Großvater Cohn hatte mit Anna Cohn, geb. Redlich, noch einen Sohn gezeugt: meinen Onkel Franz, der sich schon frühzeitig in Colmers umtaufen ließ und eine große Chirurgenkarriere machte, Geheimrat und Leibarzt verschiedener gekrönter Häupter wurde, um sich schließlich als einstmaliges Mitglied des Preußischen Herren-Clubs, die Brust bestückt mit den Orden und Verdienstkreuzen vieler Länder, 1933 nach den USA abzusetzen, wo er in der Park Avenue eine Praxis eröffnete. Er dürfte heute längst ins Emigranten-Walhall abberufen sein.

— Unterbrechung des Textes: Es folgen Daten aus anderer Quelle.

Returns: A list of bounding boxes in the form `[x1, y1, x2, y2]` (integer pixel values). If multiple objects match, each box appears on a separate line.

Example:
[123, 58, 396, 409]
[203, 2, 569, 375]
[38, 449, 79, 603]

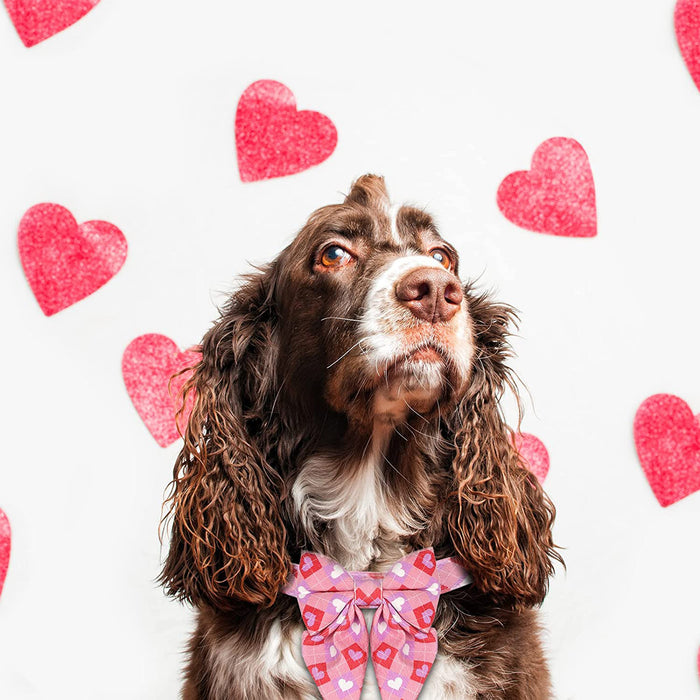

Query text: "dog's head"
[161, 175, 556, 609]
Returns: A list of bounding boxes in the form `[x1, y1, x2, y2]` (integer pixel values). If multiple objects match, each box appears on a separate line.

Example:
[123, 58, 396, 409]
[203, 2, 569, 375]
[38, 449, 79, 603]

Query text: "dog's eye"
[321, 243, 352, 267]
[430, 248, 452, 270]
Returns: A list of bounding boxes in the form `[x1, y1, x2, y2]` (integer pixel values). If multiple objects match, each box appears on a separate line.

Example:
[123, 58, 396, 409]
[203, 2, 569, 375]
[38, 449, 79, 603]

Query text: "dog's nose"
[396, 267, 464, 323]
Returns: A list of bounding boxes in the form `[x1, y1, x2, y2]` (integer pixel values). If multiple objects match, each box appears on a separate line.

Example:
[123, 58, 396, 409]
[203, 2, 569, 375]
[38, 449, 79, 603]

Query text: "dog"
[159, 175, 562, 700]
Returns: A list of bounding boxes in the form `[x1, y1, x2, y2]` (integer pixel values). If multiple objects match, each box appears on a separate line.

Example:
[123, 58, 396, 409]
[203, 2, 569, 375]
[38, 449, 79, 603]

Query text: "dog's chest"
[292, 450, 424, 571]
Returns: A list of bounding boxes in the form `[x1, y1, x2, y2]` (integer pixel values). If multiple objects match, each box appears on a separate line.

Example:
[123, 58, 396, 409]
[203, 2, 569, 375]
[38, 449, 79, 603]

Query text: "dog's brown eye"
[321, 244, 352, 267]
[430, 248, 452, 270]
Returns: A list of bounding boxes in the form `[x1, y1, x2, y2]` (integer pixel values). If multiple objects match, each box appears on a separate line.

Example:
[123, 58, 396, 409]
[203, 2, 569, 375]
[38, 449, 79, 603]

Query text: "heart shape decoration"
[496, 138, 597, 238]
[236, 80, 338, 182]
[17, 204, 127, 316]
[674, 0, 700, 90]
[0, 509, 12, 595]
[122, 333, 201, 447]
[5, 0, 100, 47]
[634, 394, 700, 507]
[513, 433, 549, 484]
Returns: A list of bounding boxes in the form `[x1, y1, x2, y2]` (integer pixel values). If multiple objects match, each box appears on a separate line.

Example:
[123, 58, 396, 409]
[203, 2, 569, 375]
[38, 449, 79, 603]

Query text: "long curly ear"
[447, 290, 561, 608]
[159, 264, 291, 610]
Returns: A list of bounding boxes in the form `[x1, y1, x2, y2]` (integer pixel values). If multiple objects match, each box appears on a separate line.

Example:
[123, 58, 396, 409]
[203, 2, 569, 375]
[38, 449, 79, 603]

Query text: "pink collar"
[282, 547, 472, 700]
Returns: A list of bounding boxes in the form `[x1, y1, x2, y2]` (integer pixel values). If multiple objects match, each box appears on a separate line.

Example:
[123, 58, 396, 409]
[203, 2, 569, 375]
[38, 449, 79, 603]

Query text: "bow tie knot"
[282, 547, 471, 700]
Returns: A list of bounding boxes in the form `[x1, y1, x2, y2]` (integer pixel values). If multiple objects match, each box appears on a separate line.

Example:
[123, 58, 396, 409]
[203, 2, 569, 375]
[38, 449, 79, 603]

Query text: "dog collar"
[282, 547, 473, 700]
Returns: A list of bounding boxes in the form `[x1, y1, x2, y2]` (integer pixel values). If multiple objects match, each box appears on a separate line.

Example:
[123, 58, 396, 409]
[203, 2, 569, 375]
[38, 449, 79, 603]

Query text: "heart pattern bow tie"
[282, 547, 472, 700]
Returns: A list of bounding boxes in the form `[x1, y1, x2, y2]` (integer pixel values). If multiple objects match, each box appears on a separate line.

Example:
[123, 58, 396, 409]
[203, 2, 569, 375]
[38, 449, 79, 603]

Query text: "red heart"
[634, 394, 700, 507]
[674, 0, 700, 90]
[497, 138, 597, 238]
[0, 509, 12, 595]
[122, 333, 201, 447]
[236, 80, 338, 182]
[5, 0, 100, 46]
[513, 433, 549, 484]
[17, 204, 127, 316]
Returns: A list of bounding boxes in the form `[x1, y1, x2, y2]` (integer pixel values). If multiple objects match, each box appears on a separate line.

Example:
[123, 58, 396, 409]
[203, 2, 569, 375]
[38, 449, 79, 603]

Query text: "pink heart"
[497, 138, 597, 238]
[17, 204, 127, 316]
[514, 433, 549, 484]
[236, 80, 338, 182]
[122, 333, 201, 447]
[634, 394, 700, 507]
[674, 0, 700, 90]
[0, 509, 12, 595]
[5, 0, 100, 46]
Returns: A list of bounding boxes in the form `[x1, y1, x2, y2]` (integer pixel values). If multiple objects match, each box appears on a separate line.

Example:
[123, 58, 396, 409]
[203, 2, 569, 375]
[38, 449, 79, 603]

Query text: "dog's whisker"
[326, 336, 369, 369]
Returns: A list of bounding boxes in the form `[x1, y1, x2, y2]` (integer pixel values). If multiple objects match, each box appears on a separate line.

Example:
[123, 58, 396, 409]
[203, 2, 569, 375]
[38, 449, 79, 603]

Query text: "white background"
[0, 0, 700, 700]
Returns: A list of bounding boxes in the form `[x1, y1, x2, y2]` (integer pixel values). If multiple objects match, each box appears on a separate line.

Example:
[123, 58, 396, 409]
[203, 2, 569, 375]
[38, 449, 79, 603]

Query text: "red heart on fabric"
[236, 80, 338, 182]
[634, 394, 700, 507]
[17, 204, 127, 316]
[122, 333, 201, 447]
[496, 137, 597, 238]
[0, 508, 12, 595]
[674, 0, 700, 90]
[5, 0, 100, 46]
[513, 433, 549, 484]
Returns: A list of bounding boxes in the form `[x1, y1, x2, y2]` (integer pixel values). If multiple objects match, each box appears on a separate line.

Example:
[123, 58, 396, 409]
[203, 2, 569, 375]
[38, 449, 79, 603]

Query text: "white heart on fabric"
[391, 562, 406, 578]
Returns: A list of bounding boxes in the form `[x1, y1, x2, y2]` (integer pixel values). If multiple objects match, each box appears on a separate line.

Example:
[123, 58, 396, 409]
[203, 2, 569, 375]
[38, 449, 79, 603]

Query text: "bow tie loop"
[282, 547, 471, 700]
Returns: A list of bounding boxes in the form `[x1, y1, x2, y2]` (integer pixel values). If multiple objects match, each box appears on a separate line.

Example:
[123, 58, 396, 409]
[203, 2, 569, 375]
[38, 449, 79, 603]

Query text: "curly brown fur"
[161, 175, 560, 700]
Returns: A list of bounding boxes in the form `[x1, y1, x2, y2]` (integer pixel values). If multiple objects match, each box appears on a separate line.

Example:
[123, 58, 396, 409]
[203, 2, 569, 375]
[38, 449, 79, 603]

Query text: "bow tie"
[282, 547, 472, 700]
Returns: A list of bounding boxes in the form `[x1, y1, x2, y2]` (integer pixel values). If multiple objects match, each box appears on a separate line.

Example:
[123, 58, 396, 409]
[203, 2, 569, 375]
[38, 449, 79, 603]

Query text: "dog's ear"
[160, 263, 291, 610]
[345, 174, 389, 211]
[447, 289, 561, 608]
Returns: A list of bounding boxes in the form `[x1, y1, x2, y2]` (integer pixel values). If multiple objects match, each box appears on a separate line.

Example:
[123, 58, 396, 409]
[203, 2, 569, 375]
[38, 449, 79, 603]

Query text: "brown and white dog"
[161, 175, 560, 700]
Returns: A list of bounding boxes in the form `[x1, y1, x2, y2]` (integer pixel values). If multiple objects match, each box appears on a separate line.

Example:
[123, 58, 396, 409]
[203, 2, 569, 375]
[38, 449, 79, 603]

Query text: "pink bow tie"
[282, 547, 472, 700]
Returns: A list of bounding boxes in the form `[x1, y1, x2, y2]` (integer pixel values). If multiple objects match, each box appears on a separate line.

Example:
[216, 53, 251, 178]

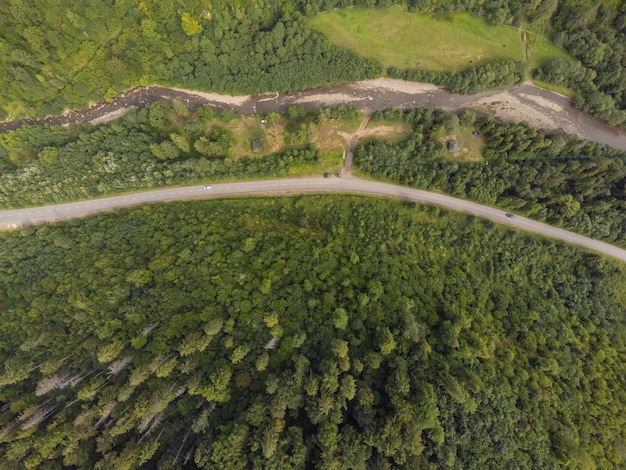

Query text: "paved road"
[0, 176, 626, 262]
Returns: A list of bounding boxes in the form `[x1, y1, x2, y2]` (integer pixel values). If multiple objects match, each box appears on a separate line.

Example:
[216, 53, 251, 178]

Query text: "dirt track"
[0, 78, 626, 150]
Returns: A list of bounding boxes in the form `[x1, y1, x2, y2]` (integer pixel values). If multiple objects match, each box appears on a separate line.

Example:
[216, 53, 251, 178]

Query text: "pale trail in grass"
[293, 93, 363, 104]
[169, 88, 250, 106]
[465, 93, 558, 129]
[89, 106, 135, 125]
[355, 78, 441, 95]
[520, 93, 563, 113]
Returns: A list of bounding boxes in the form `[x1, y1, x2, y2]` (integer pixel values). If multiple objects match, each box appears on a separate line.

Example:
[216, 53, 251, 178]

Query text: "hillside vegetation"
[311, 8, 568, 72]
[0, 0, 380, 119]
[0, 100, 361, 208]
[0, 0, 626, 125]
[354, 108, 626, 246]
[0, 196, 626, 470]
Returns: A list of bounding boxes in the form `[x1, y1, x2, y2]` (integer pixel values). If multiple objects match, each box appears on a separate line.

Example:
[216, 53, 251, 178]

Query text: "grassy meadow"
[311, 8, 568, 72]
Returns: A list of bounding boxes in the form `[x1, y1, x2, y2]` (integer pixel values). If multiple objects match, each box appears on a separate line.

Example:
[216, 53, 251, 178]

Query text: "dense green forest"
[0, 0, 626, 125]
[0, 196, 626, 470]
[0, 100, 361, 207]
[0, 0, 380, 119]
[354, 108, 626, 246]
[536, 0, 626, 126]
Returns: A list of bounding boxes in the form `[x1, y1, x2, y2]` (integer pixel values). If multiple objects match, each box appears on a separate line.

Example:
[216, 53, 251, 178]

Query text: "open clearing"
[311, 8, 568, 72]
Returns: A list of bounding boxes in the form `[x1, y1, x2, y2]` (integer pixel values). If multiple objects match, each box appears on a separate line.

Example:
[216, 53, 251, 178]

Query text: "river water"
[0, 78, 626, 150]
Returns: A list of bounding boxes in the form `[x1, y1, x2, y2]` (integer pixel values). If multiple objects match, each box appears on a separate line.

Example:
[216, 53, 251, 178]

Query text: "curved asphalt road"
[0, 176, 626, 262]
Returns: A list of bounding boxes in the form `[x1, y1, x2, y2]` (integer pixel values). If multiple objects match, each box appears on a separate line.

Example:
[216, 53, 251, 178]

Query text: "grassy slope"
[311, 8, 568, 72]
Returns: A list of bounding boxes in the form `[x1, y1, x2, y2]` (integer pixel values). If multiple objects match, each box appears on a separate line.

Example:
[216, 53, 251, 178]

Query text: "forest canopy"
[0, 196, 626, 470]
[0, 0, 626, 125]
[354, 108, 626, 246]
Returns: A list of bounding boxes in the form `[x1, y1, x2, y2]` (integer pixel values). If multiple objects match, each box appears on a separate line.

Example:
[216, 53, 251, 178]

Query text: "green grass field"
[311, 8, 568, 72]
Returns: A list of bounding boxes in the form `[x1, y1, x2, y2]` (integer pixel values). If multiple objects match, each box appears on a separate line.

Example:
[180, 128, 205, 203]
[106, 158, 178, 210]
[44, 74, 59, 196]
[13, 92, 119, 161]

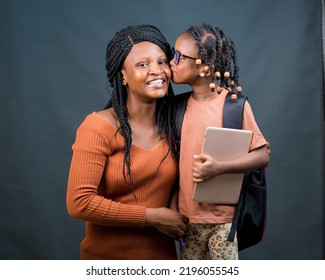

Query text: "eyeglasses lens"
[172, 49, 181, 65]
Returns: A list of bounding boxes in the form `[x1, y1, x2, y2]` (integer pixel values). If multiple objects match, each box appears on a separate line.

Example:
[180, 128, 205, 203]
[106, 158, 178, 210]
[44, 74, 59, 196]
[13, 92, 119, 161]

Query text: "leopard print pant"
[181, 223, 238, 260]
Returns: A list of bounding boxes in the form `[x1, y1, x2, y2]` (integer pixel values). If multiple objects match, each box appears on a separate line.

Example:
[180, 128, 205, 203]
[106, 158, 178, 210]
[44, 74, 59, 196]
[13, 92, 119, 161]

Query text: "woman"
[67, 25, 187, 259]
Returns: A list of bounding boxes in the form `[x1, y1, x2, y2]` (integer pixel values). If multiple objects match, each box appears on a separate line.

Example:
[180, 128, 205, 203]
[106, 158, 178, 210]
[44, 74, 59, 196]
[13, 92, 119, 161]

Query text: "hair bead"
[209, 83, 216, 92]
[223, 71, 230, 79]
[195, 58, 202, 68]
[231, 93, 237, 101]
[217, 86, 223, 93]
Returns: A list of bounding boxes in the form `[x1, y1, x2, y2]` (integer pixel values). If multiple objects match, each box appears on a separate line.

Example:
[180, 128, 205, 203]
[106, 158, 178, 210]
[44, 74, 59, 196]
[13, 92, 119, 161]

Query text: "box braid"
[185, 23, 241, 95]
[105, 24, 175, 190]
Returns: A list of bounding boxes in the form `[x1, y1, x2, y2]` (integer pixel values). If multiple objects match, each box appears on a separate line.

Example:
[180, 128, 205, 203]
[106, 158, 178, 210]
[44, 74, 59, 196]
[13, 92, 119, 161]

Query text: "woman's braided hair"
[105, 24, 175, 190]
[185, 23, 241, 93]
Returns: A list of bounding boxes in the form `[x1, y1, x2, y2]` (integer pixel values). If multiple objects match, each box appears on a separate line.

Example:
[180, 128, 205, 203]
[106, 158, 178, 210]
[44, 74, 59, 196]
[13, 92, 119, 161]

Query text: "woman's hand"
[192, 154, 224, 183]
[145, 207, 188, 240]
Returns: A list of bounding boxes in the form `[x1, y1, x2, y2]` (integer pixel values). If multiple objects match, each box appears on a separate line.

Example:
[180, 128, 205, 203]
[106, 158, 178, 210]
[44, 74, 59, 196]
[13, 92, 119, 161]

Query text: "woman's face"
[121, 42, 171, 102]
[170, 33, 200, 85]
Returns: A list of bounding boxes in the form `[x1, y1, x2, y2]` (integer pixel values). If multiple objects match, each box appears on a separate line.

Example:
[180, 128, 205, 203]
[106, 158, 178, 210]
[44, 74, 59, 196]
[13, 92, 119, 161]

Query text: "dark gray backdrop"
[0, 0, 325, 260]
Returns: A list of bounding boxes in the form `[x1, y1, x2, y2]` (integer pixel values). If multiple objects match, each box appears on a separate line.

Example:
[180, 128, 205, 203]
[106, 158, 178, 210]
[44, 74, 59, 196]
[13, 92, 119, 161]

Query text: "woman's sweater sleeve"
[66, 116, 146, 227]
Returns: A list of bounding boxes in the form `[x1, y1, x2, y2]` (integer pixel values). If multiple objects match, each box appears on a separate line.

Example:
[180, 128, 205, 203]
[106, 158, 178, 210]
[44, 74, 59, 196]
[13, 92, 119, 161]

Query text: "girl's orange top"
[178, 90, 266, 224]
[66, 113, 178, 260]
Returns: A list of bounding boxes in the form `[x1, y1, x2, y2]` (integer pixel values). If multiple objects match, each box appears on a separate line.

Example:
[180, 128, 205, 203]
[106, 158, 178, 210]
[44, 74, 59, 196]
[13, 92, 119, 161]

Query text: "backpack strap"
[222, 92, 247, 129]
[223, 92, 247, 242]
[175, 91, 192, 158]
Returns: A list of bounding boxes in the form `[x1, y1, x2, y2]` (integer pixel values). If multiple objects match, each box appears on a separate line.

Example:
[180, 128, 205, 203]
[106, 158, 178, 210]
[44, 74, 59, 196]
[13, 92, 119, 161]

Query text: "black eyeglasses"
[172, 48, 197, 65]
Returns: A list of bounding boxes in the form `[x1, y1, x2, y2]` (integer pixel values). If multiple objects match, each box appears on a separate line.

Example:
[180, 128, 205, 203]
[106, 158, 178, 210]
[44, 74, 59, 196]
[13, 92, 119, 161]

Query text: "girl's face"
[121, 42, 171, 102]
[170, 33, 200, 85]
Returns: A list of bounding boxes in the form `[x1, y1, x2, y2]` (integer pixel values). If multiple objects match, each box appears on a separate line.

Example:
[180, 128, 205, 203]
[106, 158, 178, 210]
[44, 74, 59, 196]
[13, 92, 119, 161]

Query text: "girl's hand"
[145, 207, 188, 240]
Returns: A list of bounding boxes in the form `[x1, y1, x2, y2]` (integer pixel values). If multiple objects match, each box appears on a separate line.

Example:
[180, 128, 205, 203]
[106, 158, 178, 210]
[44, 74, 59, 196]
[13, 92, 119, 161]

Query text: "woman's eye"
[138, 62, 149, 67]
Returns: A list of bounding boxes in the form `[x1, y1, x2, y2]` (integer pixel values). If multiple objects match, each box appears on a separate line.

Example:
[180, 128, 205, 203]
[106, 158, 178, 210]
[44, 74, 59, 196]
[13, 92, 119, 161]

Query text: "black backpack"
[175, 92, 266, 251]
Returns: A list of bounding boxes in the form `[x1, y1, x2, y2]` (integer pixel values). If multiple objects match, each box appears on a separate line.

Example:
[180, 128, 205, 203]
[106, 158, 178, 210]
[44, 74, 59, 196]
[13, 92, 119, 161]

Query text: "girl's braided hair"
[105, 24, 175, 190]
[185, 23, 241, 93]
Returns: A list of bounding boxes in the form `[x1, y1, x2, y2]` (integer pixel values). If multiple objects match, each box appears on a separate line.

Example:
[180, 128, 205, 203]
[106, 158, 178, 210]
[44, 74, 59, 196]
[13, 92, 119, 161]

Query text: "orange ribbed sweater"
[66, 113, 178, 260]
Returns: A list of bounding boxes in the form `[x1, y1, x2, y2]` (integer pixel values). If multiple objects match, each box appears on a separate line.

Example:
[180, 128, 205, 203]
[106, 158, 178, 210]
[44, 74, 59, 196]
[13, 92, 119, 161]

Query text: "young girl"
[67, 25, 187, 260]
[170, 24, 269, 259]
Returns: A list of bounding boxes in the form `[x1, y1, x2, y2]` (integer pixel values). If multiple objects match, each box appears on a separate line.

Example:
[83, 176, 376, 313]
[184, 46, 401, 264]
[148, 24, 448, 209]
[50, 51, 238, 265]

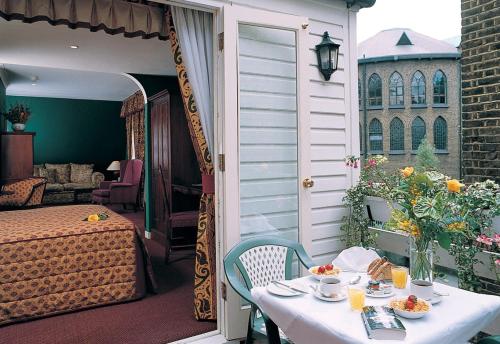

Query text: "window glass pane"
[389, 72, 404, 105]
[390, 117, 405, 151]
[368, 74, 382, 106]
[432, 70, 447, 104]
[411, 117, 425, 150]
[238, 24, 299, 247]
[434, 116, 448, 150]
[411, 71, 425, 104]
[369, 118, 383, 151]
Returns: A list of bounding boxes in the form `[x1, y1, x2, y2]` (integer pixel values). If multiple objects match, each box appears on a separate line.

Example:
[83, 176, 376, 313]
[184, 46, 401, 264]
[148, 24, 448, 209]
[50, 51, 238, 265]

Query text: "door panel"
[223, 6, 311, 339]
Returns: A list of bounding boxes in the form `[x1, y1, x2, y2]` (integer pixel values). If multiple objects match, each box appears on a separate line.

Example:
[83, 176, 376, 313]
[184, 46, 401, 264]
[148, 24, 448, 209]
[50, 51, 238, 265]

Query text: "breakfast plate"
[308, 264, 342, 281]
[313, 289, 347, 302]
[389, 295, 432, 319]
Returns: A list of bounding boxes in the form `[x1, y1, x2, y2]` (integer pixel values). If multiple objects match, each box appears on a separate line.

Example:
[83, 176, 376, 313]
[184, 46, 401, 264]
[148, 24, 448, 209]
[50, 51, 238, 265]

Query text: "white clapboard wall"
[234, 0, 359, 264]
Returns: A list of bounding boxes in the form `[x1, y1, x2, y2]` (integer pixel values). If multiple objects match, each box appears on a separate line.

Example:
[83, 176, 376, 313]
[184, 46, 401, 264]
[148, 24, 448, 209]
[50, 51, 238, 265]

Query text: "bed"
[0, 205, 154, 325]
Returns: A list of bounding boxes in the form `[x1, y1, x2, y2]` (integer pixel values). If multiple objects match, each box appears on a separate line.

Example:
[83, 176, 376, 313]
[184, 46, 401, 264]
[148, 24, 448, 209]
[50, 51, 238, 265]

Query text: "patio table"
[251, 272, 500, 344]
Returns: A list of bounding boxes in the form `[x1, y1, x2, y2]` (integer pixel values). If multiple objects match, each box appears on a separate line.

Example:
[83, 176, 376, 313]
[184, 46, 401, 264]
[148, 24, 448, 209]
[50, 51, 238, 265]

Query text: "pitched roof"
[358, 28, 460, 62]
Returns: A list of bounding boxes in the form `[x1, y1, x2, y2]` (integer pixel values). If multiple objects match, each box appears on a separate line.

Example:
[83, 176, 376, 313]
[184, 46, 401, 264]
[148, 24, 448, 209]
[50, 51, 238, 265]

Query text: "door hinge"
[217, 32, 224, 51]
[220, 282, 227, 301]
[219, 154, 226, 172]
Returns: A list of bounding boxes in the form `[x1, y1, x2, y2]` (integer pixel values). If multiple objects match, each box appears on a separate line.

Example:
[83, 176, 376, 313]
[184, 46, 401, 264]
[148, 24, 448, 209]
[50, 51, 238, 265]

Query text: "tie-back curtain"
[167, 10, 217, 320]
[171, 7, 214, 155]
[120, 91, 145, 203]
[0, 0, 168, 40]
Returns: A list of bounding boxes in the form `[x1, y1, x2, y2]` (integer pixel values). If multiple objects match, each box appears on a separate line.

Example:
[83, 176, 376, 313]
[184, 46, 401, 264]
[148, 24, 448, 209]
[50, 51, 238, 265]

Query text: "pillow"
[45, 164, 70, 184]
[70, 164, 94, 184]
[39, 168, 57, 184]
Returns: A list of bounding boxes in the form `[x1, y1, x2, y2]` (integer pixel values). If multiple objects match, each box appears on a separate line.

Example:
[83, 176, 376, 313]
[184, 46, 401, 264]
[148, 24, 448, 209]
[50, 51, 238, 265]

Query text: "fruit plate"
[389, 299, 432, 319]
[308, 265, 342, 281]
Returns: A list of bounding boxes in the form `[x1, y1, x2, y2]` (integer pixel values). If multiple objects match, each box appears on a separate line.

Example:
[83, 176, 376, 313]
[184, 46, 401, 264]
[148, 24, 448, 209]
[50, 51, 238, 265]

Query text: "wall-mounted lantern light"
[316, 31, 340, 81]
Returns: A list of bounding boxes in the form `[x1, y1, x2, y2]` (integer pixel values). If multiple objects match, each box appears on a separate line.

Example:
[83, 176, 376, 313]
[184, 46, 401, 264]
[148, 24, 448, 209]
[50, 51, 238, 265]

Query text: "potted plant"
[4, 104, 31, 131]
[385, 166, 473, 282]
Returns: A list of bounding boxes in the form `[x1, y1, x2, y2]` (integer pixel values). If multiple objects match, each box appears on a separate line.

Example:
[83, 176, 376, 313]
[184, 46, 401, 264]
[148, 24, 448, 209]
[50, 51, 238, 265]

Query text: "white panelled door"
[222, 5, 311, 339]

Meine Kindheit war bevölkert von den großen Namen jener Zeit, in der die »Junge Freie Volksbühne« die führende Avantgarde der Literatur und des Theaters war: Gerhart Hauptmann, Herbert Eulenberg, Cäsar Flaischlen, Georg von Ompteda (der großartige Maupassant-Übersetzer), Fedor von Zobeltitz, Max Osborn, Richard Huch, Börries von Münchhausen, Ina Seidel, Georg Hermann, Heinrich Zille und noch viele andere waren der Freundeskreis meiner Eltern. Das Haus meiner Eltern war eines der am meisten der Literatur verhafteten in Berlin, zumal meine Mutter damals zu den ganz großen Hoffnungen und Erfüllungen der deutschen Roman-Literatur gehörte.

Mutter war, wenn auch ganz anders als Vater, ebenfalls bürgerlicher Herkunft. Für beide Teile bedeutete ihre Heirat zunächst eine Mesalliance, da die Familien der beiden Liebenden aus religiösen, nicht rassischen Gründen dagegen waren und es harte Kämpfe gab. Da aber meine Mutter bereits sechsunddreißig und mein Vater zweiunddreißig Jahre alt waren, so halfen alle Widersetzlichkeiten der Familien nichts, zumal mein Vater freudig gerade und überzeugt zum evangelischen Glauben konvertierte. Und es muss zum Lob meiner Großmutter und aller Familienangehörigen mütterlicherseits gesagt werden, dass – so lange ich denken kann – niemals auch nur der Schimmer einer antisemitischen Einstellung bei ihnen zu finden war, und dass mein Vater seiner Schwiegermutter ein rührend guter Sohn war und die Zuneigung der alten Dame, die mit zweiundachtzig Jahren starb (ich erinnere mich sehr gut an sie) bis zuletzt besaß. Nicht ganz so auf Seiten der Familie meines Vaters. Meine Mutter fühlte sich stets als Eindringling, und nur die Tatsache ihres berühmten Schriftstellernamens ließ die Verwandtschaft schweigen.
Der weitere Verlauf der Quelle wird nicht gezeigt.